Saturday, December 12, 2009

911 procedure questioned at council hearing

From the NY Times:

City officials and union representatives testifying at a City Council hearing on Thursday presented divergent evaluations of a firefighter dispatching system that was instituted in May.

The new system, referred to as unified call-taking, is meant to streamline the way firefighters are sent out on runs, but it has quickly become the subject of some controversy. Fire union officials say it sometimes provides firefighters with incomplete or inaccurate information, even as the city has credited the new system with helping to cut response times to historic lows.

“It saves valuable time,” Deputy Mayor Edward Skyler told the council members. “That is unassailable, in my opinion.”

But Capt. Alexander Hagan, president of the Uniformed Fire Officers Association union, called reports of lower response time “statistical trickery,” adding, “The people were not getting a faster response time. They were getting a snow job.”

Mr. Skyler repeatedly told the council members that limiting emergency calls to one call taker was faster and more efficient. But some council members asked whether 911 operators, trained primarily in responding to crimes rather than fires, might take longer to elicit information that could benefit firefighters.

And fire union officials asserted that response times were being calculated in a misleading way. They said such calculations before the new system began included the time that fire dispatchers spent on the phone questioning callers. Now, the times do not include the period that 911 dispatchers are making similar queries, union officials said.

2 comments:

Taxpayer said...

In past years, I've phoned 911 to report fire or the smell of smoke.

Instantly, the 911 operator switched me to a fire Dept. dispatcher who asked a few pertinent questions - especially when it involved the smell of smoke in the neighborhood.

Then the crew arrived, in moments - congratulations, Elmhurst Eagles!

On the other hand, phoning 911 to report a crime is a lengthy process of deciding the proper terminology to use.

It took more than 30 minutes for police to arrive for a sighting of a man with a gun report. Even then, the police went off in the wrong direction.

NYPD sneers at the public. FDNY listens to the public and responds as quickly as humanly possible.

The object of this new call center must be to have the FDNY speak DIRECTLY to the fire/smoke reporter without any middleman who knows nothing of FDNY and the public's need for safety.

Anything else is deliberate mismanagement for the sake of political posturing.
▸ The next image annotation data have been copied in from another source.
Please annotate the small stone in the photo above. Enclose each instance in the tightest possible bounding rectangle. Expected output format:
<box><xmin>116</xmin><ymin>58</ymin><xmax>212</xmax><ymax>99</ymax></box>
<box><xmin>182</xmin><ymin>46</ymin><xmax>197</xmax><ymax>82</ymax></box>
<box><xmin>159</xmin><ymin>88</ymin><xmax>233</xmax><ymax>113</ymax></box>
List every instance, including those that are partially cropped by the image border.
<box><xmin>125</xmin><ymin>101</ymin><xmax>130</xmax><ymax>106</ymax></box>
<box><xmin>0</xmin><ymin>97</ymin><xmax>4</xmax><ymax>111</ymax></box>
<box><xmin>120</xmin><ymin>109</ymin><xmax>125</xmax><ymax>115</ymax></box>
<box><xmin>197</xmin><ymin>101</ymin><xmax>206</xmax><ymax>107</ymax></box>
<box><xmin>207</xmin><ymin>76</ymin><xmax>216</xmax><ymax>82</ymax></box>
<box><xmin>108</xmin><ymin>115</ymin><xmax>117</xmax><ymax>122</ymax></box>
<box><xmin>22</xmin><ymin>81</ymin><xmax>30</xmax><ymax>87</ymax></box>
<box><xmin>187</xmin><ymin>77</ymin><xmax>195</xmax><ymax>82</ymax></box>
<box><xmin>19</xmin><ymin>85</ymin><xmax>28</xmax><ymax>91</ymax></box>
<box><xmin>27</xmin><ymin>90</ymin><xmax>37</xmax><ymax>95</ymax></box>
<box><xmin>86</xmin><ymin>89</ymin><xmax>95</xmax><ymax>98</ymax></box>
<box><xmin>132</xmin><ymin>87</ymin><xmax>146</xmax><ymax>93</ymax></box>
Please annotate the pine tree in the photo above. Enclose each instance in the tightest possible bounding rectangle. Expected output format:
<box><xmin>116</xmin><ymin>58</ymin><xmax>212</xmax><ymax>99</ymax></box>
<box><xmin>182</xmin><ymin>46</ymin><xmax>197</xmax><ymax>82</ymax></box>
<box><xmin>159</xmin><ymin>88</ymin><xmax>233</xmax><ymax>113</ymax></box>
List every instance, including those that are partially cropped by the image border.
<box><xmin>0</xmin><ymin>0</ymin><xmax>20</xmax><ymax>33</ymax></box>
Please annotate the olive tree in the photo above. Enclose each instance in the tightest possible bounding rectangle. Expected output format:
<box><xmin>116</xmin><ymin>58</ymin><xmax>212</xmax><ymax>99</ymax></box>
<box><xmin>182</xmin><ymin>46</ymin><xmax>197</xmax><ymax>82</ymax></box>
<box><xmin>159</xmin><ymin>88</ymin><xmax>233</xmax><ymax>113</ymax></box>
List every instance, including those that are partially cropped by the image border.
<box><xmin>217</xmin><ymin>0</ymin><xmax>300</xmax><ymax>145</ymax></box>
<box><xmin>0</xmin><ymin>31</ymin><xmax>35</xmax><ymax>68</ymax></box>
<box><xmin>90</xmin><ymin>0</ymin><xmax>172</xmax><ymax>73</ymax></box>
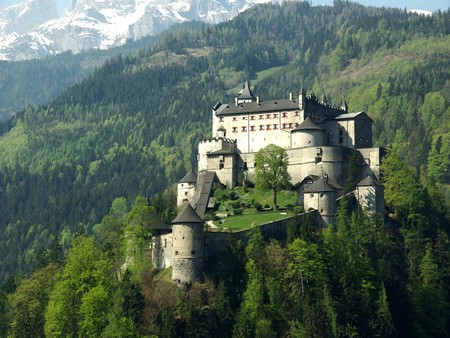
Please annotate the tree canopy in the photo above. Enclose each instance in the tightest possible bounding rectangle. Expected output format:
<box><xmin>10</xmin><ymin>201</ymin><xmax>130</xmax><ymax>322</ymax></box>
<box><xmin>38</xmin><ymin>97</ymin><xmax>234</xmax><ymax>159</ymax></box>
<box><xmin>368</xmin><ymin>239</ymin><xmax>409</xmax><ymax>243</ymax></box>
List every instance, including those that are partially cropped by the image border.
<box><xmin>255</xmin><ymin>144</ymin><xmax>291</xmax><ymax>210</ymax></box>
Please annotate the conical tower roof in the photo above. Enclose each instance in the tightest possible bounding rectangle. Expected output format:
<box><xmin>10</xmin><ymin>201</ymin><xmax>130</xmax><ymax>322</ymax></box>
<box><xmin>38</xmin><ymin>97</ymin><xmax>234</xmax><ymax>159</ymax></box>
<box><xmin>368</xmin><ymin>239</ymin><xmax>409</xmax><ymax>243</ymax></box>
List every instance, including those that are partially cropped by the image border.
<box><xmin>178</xmin><ymin>169</ymin><xmax>197</xmax><ymax>183</ymax></box>
<box><xmin>304</xmin><ymin>176</ymin><xmax>336</xmax><ymax>192</ymax></box>
<box><xmin>292</xmin><ymin>117</ymin><xmax>323</xmax><ymax>132</ymax></box>
<box><xmin>239</xmin><ymin>80</ymin><xmax>255</xmax><ymax>99</ymax></box>
<box><xmin>172</xmin><ymin>202</ymin><xmax>203</xmax><ymax>224</ymax></box>
<box><xmin>357</xmin><ymin>175</ymin><xmax>383</xmax><ymax>187</ymax></box>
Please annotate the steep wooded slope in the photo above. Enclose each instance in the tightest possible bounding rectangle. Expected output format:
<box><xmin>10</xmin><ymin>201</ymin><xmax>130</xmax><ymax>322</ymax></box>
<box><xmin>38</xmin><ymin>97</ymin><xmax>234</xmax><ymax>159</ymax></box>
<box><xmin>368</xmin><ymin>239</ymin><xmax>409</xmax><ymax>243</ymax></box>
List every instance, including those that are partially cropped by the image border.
<box><xmin>0</xmin><ymin>1</ymin><xmax>450</xmax><ymax>280</ymax></box>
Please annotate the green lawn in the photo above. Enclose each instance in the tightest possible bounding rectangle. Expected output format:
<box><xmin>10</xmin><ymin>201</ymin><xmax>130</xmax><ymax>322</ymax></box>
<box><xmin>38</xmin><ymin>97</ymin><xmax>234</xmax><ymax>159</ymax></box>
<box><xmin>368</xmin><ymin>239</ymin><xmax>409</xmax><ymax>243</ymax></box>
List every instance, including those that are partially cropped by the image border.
<box><xmin>213</xmin><ymin>211</ymin><xmax>293</xmax><ymax>231</ymax></box>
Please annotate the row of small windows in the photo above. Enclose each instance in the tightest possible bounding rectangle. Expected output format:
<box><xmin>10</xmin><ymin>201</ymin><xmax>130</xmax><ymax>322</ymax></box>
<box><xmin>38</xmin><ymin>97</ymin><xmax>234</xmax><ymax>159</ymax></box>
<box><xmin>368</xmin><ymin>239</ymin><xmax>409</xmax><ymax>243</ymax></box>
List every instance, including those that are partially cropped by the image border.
<box><xmin>229</xmin><ymin>111</ymin><xmax>300</xmax><ymax>122</ymax></box>
<box><xmin>231</xmin><ymin>123</ymin><xmax>298</xmax><ymax>133</ymax></box>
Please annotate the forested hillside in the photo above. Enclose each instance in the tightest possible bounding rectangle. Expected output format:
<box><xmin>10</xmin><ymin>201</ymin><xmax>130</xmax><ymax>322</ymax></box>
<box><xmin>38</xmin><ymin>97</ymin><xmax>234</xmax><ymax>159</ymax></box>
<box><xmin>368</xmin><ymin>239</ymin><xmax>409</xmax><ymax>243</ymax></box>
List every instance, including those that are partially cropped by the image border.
<box><xmin>0</xmin><ymin>37</ymin><xmax>157</xmax><ymax>122</ymax></box>
<box><xmin>0</xmin><ymin>1</ymin><xmax>450</xmax><ymax>302</ymax></box>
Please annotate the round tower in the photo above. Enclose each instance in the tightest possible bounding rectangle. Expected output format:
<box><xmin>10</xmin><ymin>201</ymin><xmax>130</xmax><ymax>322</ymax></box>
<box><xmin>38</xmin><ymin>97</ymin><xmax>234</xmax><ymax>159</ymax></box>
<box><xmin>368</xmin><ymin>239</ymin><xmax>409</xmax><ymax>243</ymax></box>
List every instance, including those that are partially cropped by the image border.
<box><xmin>303</xmin><ymin>176</ymin><xmax>336</xmax><ymax>224</ymax></box>
<box><xmin>291</xmin><ymin>117</ymin><xmax>323</xmax><ymax>148</ymax></box>
<box><xmin>172</xmin><ymin>203</ymin><xmax>203</xmax><ymax>285</ymax></box>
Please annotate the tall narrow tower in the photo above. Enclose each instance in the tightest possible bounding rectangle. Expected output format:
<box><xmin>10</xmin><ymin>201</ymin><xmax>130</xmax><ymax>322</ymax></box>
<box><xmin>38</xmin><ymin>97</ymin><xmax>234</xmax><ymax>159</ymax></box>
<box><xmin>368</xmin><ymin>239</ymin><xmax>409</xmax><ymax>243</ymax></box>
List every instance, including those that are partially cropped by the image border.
<box><xmin>172</xmin><ymin>203</ymin><xmax>203</xmax><ymax>286</ymax></box>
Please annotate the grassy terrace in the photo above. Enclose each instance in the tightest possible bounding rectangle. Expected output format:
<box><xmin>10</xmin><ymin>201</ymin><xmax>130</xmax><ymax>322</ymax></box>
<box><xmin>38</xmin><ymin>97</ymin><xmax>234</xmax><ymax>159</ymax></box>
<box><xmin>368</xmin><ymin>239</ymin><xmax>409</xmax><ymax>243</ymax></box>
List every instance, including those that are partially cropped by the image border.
<box><xmin>210</xmin><ymin>187</ymin><xmax>300</xmax><ymax>231</ymax></box>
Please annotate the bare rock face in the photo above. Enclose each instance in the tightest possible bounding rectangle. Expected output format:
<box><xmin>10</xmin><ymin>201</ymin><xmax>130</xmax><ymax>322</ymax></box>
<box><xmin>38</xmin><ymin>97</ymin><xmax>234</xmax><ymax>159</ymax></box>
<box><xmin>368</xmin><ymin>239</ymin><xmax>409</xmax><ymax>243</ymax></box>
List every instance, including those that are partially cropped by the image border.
<box><xmin>0</xmin><ymin>0</ymin><xmax>283</xmax><ymax>60</ymax></box>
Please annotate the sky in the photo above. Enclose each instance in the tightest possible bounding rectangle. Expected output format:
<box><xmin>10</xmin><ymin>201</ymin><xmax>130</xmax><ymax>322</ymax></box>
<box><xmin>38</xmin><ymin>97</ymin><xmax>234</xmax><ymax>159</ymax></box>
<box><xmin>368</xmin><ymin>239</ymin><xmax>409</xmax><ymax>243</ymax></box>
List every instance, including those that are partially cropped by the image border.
<box><xmin>0</xmin><ymin>0</ymin><xmax>450</xmax><ymax>14</ymax></box>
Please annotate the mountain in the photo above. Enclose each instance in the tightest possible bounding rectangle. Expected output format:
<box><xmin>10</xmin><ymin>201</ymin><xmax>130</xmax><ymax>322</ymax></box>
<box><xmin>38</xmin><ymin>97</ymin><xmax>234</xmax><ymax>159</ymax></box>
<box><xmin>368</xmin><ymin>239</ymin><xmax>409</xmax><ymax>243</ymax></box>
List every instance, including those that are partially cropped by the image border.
<box><xmin>0</xmin><ymin>0</ymin><xmax>283</xmax><ymax>60</ymax></box>
<box><xmin>0</xmin><ymin>1</ymin><xmax>450</xmax><ymax>296</ymax></box>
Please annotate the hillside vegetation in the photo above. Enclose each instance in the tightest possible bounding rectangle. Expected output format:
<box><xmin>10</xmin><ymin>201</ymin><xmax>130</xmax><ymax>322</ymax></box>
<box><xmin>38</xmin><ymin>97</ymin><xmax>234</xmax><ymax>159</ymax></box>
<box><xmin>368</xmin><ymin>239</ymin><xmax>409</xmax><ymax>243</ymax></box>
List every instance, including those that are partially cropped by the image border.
<box><xmin>0</xmin><ymin>1</ymin><xmax>450</xmax><ymax>328</ymax></box>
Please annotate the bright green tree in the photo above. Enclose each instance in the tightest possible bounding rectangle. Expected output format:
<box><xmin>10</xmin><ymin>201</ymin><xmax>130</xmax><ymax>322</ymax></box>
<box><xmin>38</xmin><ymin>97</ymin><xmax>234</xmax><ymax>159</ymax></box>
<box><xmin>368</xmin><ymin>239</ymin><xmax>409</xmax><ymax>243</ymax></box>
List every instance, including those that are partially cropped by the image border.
<box><xmin>255</xmin><ymin>144</ymin><xmax>291</xmax><ymax>210</ymax></box>
<box><xmin>45</xmin><ymin>236</ymin><xmax>112</xmax><ymax>337</ymax></box>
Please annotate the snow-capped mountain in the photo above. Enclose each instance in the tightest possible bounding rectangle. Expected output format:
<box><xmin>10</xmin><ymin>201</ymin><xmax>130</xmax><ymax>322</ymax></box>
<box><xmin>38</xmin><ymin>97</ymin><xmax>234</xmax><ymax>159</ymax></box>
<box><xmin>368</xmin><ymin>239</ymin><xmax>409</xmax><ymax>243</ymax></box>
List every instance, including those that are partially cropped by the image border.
<box><xmin>0</xmin><ymin>0</ymin><xmax>284</xmax><ymax>60</ymax></box>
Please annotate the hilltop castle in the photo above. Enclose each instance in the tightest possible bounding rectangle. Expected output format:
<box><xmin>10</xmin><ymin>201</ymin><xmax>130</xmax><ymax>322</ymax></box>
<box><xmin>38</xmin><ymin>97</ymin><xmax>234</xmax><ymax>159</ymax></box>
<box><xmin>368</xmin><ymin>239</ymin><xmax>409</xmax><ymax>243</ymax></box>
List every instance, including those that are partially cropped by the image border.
<box><xmin>154</xmin><ymin>82</ymin><xmax>384</xmax><ymax>284</ymax></box>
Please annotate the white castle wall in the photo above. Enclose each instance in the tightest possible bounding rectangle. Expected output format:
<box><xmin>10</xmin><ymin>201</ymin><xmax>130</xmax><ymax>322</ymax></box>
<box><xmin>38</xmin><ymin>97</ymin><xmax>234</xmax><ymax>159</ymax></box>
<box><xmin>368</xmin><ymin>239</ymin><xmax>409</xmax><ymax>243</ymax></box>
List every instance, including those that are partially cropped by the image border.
<box><xmin>177</xmin><ymin>183</ymin><xmax>195</xmax><ymax>207</ymax></box>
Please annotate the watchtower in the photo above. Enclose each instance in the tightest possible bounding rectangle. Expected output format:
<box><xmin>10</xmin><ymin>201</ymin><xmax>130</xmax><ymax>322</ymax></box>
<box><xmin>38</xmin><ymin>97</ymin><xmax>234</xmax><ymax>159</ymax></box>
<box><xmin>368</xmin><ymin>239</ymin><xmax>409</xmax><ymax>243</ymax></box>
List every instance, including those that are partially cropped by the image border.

Deputy Mayor Edward Skyler can go shit in his hat. It's not HIS house or family in danger.

Anonymous said...

There is no quicker response time. FDNY units are out the door quicker TO THE WRONG ADDRESS! if anything, they're getting to fires later after pertinent info is passed to them that they should've had when they left the firehouse...
Bloomberg's daughter runs the company that is integrating the 911 system... smells like political bullshit.